GSK has agreed to purchase Nuvalent, a cancer drug developer based in Cambridge, Massachusetts, in a $10.6 billion all-cash transaction. This acquisition represents GSK’s most significant deal in over ten years and positions the British pharmaceutical giant for a more aggressive expansion into oncology.
The offer values Nuvalent at approximately $124 per share, about 40% above its most recent closing price. Central to the deal are two late-stage lung cancer drugs: zidesamtinib (NVL-520) and neladalkib (NVL-655). Both target non-small cell lung cancer through highly selective next-generation inhibition. Zidesamtinib is a ROS1 inhibitor, while neladalkib acts against ALK. These candidates have received FDA Breakthrough Therapy and Orphan Drug designations and are currently under regulatory review, with decision deadlines set for late 2026.
Under the leadership of CEO Luke Miels, GSK has identified oncology as a strategic priority, seeking to increase its market presence and pipeline depth to compete more effectively with rivals. Last year, oncology accounted for about £2.0 billion in revenue, representing 6% of GSK’s group sales. The company projects overall sales exceeding £40 billion annually by 2031.

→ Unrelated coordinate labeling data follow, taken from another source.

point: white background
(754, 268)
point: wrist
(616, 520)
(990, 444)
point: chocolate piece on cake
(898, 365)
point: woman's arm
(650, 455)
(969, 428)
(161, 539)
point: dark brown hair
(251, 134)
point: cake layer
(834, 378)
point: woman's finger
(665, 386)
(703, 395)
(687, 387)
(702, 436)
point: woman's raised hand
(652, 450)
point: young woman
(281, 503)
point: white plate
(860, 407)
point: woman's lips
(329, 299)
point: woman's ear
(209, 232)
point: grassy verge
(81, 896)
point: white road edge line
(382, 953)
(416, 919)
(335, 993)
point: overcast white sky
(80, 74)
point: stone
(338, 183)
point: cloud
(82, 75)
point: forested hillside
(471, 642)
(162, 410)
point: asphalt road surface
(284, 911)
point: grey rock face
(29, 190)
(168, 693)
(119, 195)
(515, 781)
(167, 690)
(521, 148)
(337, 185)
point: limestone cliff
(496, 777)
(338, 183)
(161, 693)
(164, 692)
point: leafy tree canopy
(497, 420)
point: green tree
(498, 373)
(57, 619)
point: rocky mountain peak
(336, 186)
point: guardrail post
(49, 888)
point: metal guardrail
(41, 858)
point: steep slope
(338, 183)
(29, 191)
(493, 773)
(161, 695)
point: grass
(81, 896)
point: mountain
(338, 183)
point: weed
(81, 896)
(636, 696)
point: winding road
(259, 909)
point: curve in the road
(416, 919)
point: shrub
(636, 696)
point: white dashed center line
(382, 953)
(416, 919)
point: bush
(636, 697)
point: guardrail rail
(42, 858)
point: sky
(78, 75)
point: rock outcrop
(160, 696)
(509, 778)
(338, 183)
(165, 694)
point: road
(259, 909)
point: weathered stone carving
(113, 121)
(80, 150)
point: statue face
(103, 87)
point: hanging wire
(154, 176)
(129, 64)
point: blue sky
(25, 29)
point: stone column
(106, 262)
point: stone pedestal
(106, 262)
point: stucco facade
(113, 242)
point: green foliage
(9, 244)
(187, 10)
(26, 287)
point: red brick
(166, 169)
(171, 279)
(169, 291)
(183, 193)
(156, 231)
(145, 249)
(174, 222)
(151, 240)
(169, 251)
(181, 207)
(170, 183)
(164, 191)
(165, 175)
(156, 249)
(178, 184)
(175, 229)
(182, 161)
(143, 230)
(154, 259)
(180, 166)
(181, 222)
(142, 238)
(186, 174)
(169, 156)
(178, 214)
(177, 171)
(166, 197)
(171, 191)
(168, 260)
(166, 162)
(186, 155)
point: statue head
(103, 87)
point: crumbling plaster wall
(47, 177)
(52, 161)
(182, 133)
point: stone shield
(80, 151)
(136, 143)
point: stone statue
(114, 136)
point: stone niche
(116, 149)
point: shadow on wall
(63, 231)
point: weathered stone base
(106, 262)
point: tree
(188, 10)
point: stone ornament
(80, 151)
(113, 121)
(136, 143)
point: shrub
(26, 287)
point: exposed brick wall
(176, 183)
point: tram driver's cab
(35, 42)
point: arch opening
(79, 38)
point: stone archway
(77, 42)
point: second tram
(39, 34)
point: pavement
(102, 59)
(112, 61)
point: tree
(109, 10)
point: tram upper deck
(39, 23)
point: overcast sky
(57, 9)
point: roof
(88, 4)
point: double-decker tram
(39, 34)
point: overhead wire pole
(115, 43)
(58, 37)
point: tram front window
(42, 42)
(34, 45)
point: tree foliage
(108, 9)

The acquisition also aligns with GSK’s plan to diversify beyond its HIV portfolio, which faces patent expirations, including a significant one for dolutegravir expected in 2028. Nuvalent’s lung cancer assets offer a new revenue platform that could mitigate anticipated growth challenges in HIV.

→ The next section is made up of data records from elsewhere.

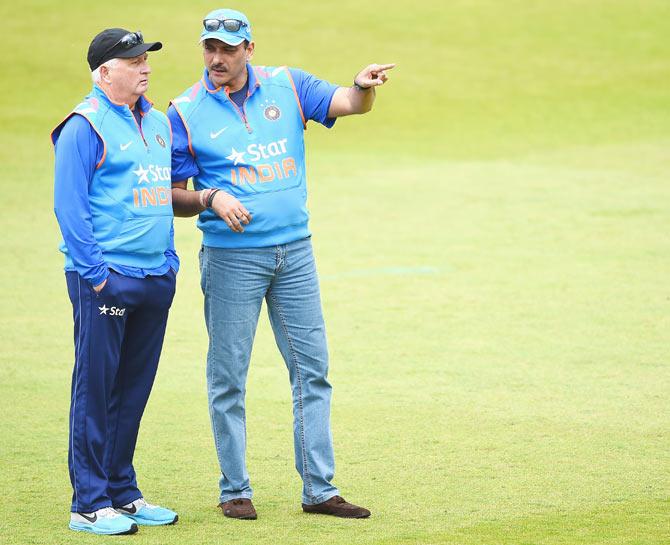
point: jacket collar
(143, 103)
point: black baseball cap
(118, 43)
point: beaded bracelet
(210, 197)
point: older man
(238, 133)
(113, 205)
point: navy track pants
(118, 336)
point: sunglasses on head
(229, 25)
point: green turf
(494, 254)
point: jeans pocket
(104, 292)
(203, 269)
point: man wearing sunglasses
(238, 133)
(113, 205)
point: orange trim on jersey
(104, 144)
(188, 132)
(170, 127)
(297, 99)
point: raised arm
(358, 98)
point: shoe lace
(107, 512)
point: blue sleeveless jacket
(130, 193)
(256, 153)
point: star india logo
(111, 311)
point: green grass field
(494, 254)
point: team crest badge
(272, 113)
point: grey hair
(95, 75)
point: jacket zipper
(241, 112)
(139, 128)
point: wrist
(210, 197)
(203, 195)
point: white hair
(95, 75)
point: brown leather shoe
(239, 508)
(338, 507)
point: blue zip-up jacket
(114, 206)
(255, 153)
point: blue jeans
(235, 282)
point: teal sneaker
(145, 514)
(105, 521)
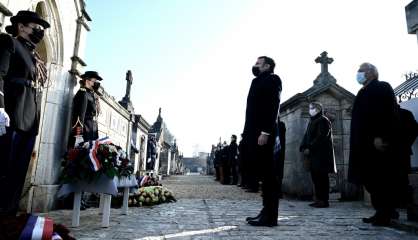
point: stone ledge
(5, 10)
(407, 226)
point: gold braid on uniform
(97, 100)
(41, 72)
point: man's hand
(262, 139)
(380, 145)
(4, 121)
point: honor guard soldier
(84, 125)
(22, 77)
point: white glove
(78, 140)
(4, 121)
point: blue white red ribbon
(94, 146)
(37, 228)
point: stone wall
(114, 122)
(297, 181)
(41, 183)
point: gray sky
(193, 58)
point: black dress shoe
(381, 222)
(394, 215)
(369, 219)
(262, 222)
(374, 218)
(253, 218)
(321, 204)
(252, 190)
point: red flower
(73, 154)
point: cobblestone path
(207, 210)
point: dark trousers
(321, 185)
(226, 174)
(382, 197)
(217, 173)
(15, 154)
(265, 170)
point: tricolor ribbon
(94, 146)
(37, 228)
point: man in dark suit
(86, 109)
(259, 136)
(22, 76)
(375, 128)
(233, 159)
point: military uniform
(84, 115)
(21, 100)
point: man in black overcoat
(373, 158)
(409, 132)
(317, 146)
(225, 166)
(259, 136)
(233, 159)
(217, 162)
(22, 77)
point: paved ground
(208, 210)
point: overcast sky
(193, 58)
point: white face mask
(361, 77)
(313, 111)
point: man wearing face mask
(85, 109)
(373, 144)
(259, 137)
(22, 77)
(318, 149)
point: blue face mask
(361, 77)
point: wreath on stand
(90, 160)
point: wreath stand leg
(125, 200)
(76, 209)
(106, 210)
(101, 202)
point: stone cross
(324, 60)
(129, 80)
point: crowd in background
(233, 167)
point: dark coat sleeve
(6, 49)
(321, 136)
(384, 112)
(79, 107)
(304, 144)
(270, 102)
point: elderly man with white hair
(373, 144)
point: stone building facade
(294, 113)
(62, 49)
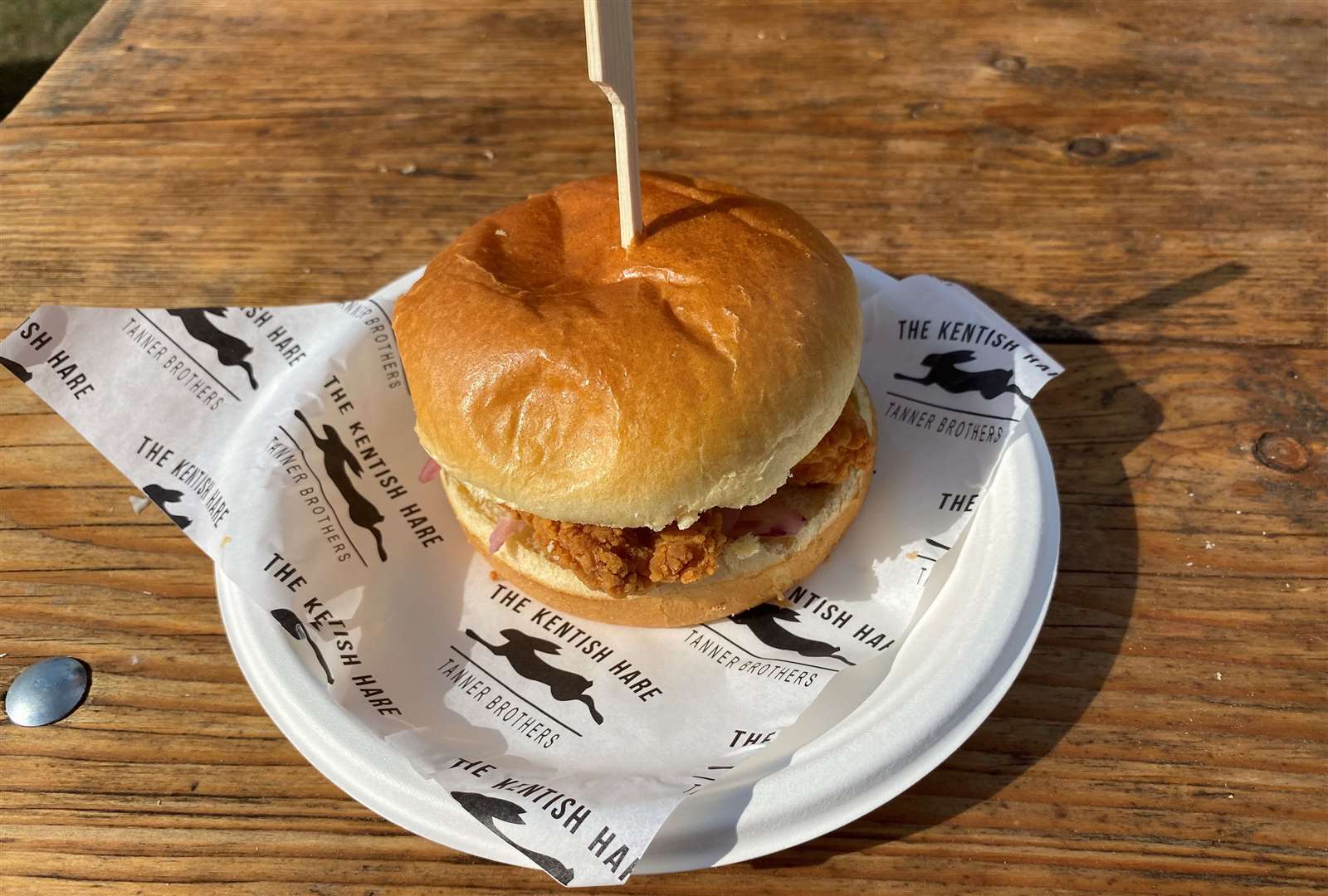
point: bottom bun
(750, 571)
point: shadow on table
(1101, 519)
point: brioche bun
(752, 571)
(564, 376)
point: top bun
(584, 382)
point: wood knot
(1282, 453)
(1089, 148)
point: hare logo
(339, 461)
(161, 497)
(295, 628)
(522, 652)
(763, 621)
(232, 351)
(943, 371)
(489, 810)
(17, 369)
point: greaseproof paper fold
(282, 442)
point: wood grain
(1139, 185)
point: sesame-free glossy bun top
(584, 382)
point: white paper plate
(861, 743)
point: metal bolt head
(46, 692)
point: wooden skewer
(608, 56)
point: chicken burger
(655, 436)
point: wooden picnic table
(1139, 185)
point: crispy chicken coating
(631, 561)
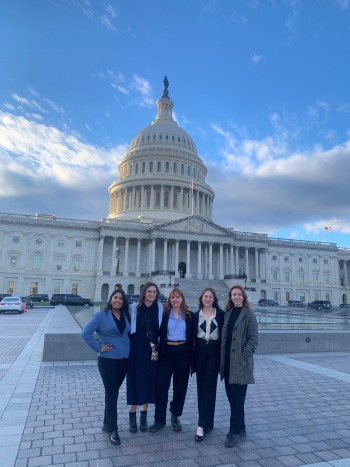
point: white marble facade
(160, 223)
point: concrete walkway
(298, 412)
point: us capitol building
(160, 228)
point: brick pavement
(298, 414)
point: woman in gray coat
(238, 343)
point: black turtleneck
(235, 312)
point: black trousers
(236, 394)
(113, 372)
(175, 363)
(207, 370)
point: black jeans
(207, 370)
(113, 372)
(176, 364)
(236, 394)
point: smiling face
(207, 299)
(117, 301)
(150, 295)
(237, 297)
(175, 301)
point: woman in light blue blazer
(112, 325)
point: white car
(11, 304)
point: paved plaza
(297, 413)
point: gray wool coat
(243, 344)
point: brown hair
(143, 294)
(230, 304)
(215, 302)
(183, 307)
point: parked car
(39, 297)
(296, 303)
(320, 305)
(3, 295)
(28, 301)
(266, 302)
(11, 304)
(132, 297)
(70, 299)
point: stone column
(199, 261)
(188, 260)
(126, 257)
(210, 273)
(100, 252)
(138, 256)
(165, 254)
(247, 262)
(113, 258)
(177, 258)
(221, 274)
(257, 275)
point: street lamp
(117, 254)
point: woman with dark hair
(207, 326)
(146, 318)
(238, 343)
(175, 349)
(112, 325)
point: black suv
(39, 297)
(320, 305)
(266, 302)
(296, 303)
(70, 299)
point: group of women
(150, 344)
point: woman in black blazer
(174, 361)
(207, 327)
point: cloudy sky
(262, 86)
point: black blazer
(220, 315)
(163, 331)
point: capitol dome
(162, 178)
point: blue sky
(262, 87)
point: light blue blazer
(104, 325)
(133, 315)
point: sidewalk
(298, 412)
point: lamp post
(117, 254)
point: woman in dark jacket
(146, 318)
(238, 342)
(175, 349)
(112, 327)
(207, 325)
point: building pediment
(193, 225)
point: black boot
(132, 422)
(143, 421)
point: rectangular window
(36, 261)
(13, 262)
(34, 287)
(76, 264)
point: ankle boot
(143, 420)
(132, 422)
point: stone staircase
(192, 288)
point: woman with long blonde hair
(175, 347)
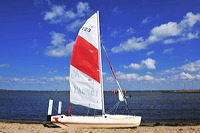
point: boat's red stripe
(65, 123)
(85, 58)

Additionally, GSK gains a strategic asset in the antibody-drug conjugate risvutatug rezetecan (Ris-Rez), targeting B7-H3 antigens, which is currently in phase III clinical trials. This reinforces GSK’s ambition to build a robust oncology pipeline with late-stage candidates that may reach the market more rapidly.
Financially, Nuvalent ended 2025 with $1.4 billion in cash and equivalents, sufficient to fund operations into 2029. By acquiring Nuvalent, GSK aims to accelerate the commercial development and launch of these promising therapies rather than following a more prolonged organic path.
This deal ranks as the second largest in GSK’s history, following its $13 billion purchase of Novartis’s stake in their consumer healthcare joint venture in 2018. The size and focus of the acquisition reflect the pharmaceutical industry’s growing emphasis on late-stage oncology franchises as a source of defensible and sustainable growth.